Electrophysiological Recordings
Recording
Electrophysiological data were assessed before (day 2 and 3) and following fear conditioning (day 7–9, and after a 4-week delay, Table 1) to quantify effects of motivational salience on AEPs. Recordings were performed inside a Faraday electrical isolation cage with background white noise of 70 dB. Electrode pedestals were connected to a 30-cm tripolar electrode cable, which allowed unrestrained movement in the recording chamber. EEG recording and stimulus generation were controlled by Micro1401 hardware and Spike 5 software (Cambridge Electronic Design, Cambridge, UK). EEG data were digitized at a rate of 1667 Hz with a 1–500-Hz bandpass filter. Tones were delivered through speakers attached to the cage top and the sound pressure was calibrated to 85 dB inside the cage. Each recording session was preceded by a 10-min acclimation phase.

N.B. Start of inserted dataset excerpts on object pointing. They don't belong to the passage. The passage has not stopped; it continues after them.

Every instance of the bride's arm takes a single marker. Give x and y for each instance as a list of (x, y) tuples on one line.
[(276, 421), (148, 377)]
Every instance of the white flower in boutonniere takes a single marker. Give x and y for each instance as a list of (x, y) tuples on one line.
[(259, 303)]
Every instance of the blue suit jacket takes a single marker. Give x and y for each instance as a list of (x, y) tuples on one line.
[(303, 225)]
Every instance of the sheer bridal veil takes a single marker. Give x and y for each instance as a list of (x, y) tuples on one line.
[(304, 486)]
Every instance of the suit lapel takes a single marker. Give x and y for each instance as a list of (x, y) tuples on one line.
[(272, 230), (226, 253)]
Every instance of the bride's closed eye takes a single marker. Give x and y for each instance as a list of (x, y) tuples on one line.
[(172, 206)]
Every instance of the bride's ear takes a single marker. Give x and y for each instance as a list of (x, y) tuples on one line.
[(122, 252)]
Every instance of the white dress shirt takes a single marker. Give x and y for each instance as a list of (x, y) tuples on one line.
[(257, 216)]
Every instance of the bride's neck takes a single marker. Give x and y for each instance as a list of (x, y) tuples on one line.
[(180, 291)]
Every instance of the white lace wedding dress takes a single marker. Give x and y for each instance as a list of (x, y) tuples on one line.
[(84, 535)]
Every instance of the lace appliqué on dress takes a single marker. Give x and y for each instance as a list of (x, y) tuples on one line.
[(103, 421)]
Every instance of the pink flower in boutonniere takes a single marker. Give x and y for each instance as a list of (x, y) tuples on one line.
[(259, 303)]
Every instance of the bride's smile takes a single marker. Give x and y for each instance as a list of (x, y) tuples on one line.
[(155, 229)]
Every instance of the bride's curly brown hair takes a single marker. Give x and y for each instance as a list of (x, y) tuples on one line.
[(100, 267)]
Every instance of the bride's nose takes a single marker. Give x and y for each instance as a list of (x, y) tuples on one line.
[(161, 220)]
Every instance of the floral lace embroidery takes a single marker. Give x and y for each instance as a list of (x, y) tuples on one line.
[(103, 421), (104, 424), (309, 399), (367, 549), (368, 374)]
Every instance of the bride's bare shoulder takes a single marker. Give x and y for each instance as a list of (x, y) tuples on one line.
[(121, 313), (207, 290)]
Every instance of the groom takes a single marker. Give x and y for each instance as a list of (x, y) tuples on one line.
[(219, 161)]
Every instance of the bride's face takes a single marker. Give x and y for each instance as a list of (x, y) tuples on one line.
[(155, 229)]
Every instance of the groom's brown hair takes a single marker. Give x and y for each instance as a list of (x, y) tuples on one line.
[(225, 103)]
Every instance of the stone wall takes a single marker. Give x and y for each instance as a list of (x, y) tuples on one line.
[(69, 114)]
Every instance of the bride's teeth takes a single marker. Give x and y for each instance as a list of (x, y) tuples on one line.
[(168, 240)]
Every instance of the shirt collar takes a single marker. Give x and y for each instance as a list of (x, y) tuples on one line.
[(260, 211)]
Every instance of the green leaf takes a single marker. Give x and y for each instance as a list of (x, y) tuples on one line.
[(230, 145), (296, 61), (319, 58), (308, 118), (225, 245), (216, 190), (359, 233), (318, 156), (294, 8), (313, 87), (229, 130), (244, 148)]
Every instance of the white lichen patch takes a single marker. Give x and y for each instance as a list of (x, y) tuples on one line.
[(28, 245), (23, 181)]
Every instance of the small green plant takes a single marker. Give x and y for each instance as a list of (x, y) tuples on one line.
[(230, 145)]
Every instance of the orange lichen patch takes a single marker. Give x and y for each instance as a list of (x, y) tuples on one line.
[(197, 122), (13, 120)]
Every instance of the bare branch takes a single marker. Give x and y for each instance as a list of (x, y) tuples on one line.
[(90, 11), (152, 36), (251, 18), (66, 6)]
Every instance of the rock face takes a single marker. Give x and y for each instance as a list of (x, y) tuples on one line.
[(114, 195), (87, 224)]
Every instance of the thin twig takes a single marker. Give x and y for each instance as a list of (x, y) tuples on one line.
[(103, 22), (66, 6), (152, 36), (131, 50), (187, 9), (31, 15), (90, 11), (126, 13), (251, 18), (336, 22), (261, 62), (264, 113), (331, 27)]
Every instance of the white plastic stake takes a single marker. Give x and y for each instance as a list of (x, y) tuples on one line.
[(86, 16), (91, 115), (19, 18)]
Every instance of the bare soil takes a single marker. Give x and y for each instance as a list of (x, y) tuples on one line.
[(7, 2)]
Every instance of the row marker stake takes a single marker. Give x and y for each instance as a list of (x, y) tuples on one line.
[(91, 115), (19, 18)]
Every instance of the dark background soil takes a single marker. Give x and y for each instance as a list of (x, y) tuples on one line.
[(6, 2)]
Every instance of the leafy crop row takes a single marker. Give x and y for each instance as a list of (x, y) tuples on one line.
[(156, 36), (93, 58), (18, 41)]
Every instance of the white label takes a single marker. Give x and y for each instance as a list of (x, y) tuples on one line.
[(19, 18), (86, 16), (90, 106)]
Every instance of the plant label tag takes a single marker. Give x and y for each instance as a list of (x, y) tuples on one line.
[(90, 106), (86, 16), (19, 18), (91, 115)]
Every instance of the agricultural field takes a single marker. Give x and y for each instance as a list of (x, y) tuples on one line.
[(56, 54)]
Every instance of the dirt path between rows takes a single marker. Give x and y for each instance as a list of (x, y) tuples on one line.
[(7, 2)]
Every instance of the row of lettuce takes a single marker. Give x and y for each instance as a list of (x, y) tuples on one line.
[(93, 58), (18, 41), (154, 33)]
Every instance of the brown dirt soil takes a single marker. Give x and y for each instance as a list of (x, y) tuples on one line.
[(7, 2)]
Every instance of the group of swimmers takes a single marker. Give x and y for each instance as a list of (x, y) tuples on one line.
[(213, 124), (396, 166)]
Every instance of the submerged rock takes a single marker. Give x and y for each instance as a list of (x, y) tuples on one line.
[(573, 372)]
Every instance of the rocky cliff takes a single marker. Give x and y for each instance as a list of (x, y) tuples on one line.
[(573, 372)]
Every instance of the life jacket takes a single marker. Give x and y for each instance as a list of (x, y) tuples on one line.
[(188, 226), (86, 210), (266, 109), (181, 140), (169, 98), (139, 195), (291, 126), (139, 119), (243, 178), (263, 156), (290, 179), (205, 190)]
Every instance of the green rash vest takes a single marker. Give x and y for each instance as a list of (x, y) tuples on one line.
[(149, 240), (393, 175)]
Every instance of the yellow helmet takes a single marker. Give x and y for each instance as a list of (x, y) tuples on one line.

Pre-exposure to the standard tones
During the morning session of day 2 and 3, mice were exposed to a series of 6 kHz tones (n=1000, duration=10 ms, ISI=500 ms). This pre-exposure was expected to induce latent inhibition, which prevents generalization of the conditioned fear response (Lubow, 1973). Thus, only deviant tones (ie, CS) should be associated with electric shocks (US) in the oddball recordings following fear conditioning. In addition, peak amplitudes of AEPs recorded on day 3 were compared between groups and equal auditory processing was confirmed (see supplementary material). All pre-exposure recordings were performed in the animal’s home cage.
Recording of AEPs during the oddball paradigm
The oddball paradigm consisted of a series of 10-ms 6 kHz standard tones interspersed with 10-ms 9 kHz deviant tones. The ISI between two consecutive tones was fixed at 500 ms and thus identical to the presentation rate of standards during the pre-exposure. In total, 70 deviant tones were presented at a mean interval of 10 s (8.5–11.5 s, jittered in 500 ms steps), which is identical to the presentation rate of the CS used during fear conditioning. On day 5 and 6, a subset of mice (n=12) were injected with either 0.25 mg/kg MK-801 (Sigma-Aldrich, St Louis, MO) dissolved in saline, or an equal amount of saline 10 min before recording. Injections of drug or saline were counter-balanced across groups and days. Owing to an expected drug-induced increase in EEG signal variance, the number of deviant tones was increased to 225. All oddball recordings were preformed in a neutral context (ie, not in the animal's home cage) to exclude potential contextual confounds.
Preprocessing of electrophysiological data and parameter extraction
EEG data were analyzed using EEGLAB (Delorme and Makeig, 2004). Preprocessing encompassed condition-wise epoching around stimulus onset at t=0 from −200 to 400 ms, baseline correction, and application of an individually adjusted epoch rejection criterion (ie, rejection of epochs surpassing two times the SD of the individual amplitude distribution). Regarding the oddball paradigm, only standards preceding a deviant were included to create averages with an equal number of trials in each condition. Owing to poor signal quality, three mice were excluded from EEG analysis of the oddball without pharmacological intervention (day 7 and 4 weeks later). Two mice were excluded from the oddball with pharmacological intervention (day 8 and 9). For AEP analysis, condition-wise average waveforms were calculated for each mouse, and amplitude and latency values were extracted as the minimum or maximum value for the P20 (10–30 ms), N40 (30–60 ms), P3 (50–200 ms), and the late negative component (late frontal negativity, (LFN); 200–400 ms).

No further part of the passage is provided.